The Pension freedom rules were implemented in April 2015 with the aim of making pensions more attractive by creating a more flexible way to access the benefits. One of the unintended consequences is that people with Defined Benefit (Final Salary) pensions are realising the only way of accessing the increased flexibility is to transfer their Defined Benefit pension to a personal pension. People aged over 55 can then get immediate flexible access to their funds.
According to a recent Financial Conduct Authority (FCA) survey, requests from people looking to transfer Defined Benefit pensions has tripled since the new rules were announced. At Blue Sky, we have also seen an increase in people investigating the possibility of a transfer.
Whilst the increased flexibility is attractive and could provide additional capital for earlier retirement, people need to be aware there are also clear downsides to transferring. The main one being that through a Defined Benefit Scheme, there is normally a guaranteed, inflation-proofed income, which will be paid for the rest of the recipient’s life. Normally there will also be a percentage of the income payable to the individual’s spouse on the death of the main recipient. This security should not be underestimated as, with life expectancy increasing, knowing this income is guaranteed creates a level of comfort.
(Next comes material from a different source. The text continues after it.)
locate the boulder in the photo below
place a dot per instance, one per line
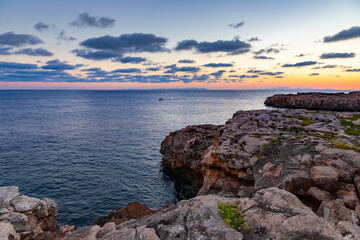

The main reason, we find, people are looking to transfer is to do with the death benefits. Whilst we know the income is fixed for life in a Defined Benefit environment, the transfer value that would be available in a Personal Pension could be paid out as a lump sum, or used to provide an income, not only for the spouse but also to nominated beneficiaries. Also, within the Defined Benefit scheme, should an individual and spouse pass away five to ten years after retirement, the remaining fund would be retained within the scheme and not paid to any beneficiaries. This loss of benefit is a concern for many.
The transfer value can also be quite attractive, with current values currently tending to be somewhere between 20 times and 30 times the value of the deferred pension.
At Blue Sky, we are happy to talk about the pros and cons of transferring but, before we look in any detail at the transfer advice, we insist that the client goes through our Comprehensive Financial Planning Programme first. This will allow us to fully understand the client’s financial position and model various scenarios to see how the decision to transfer may alter their future. Only when we are confident we have investigated all angles and that all parties are comfortable with the outcome will we start to look at transferring. This position ensures that our clients are fully informed of the variables and are not going to rush into any decision blind folded! This is a once only decision – once transferred to a personal pension, the money cannot be transferred back to the Defined Benefit scheme.
As we often say; “if you are planning to invest, don’t…invest in planning first.” You only retire once, so make sure you make the right decision and then you can live the rest of your life, safe in the knowledge that, if you follow the plan, you will never run out of money.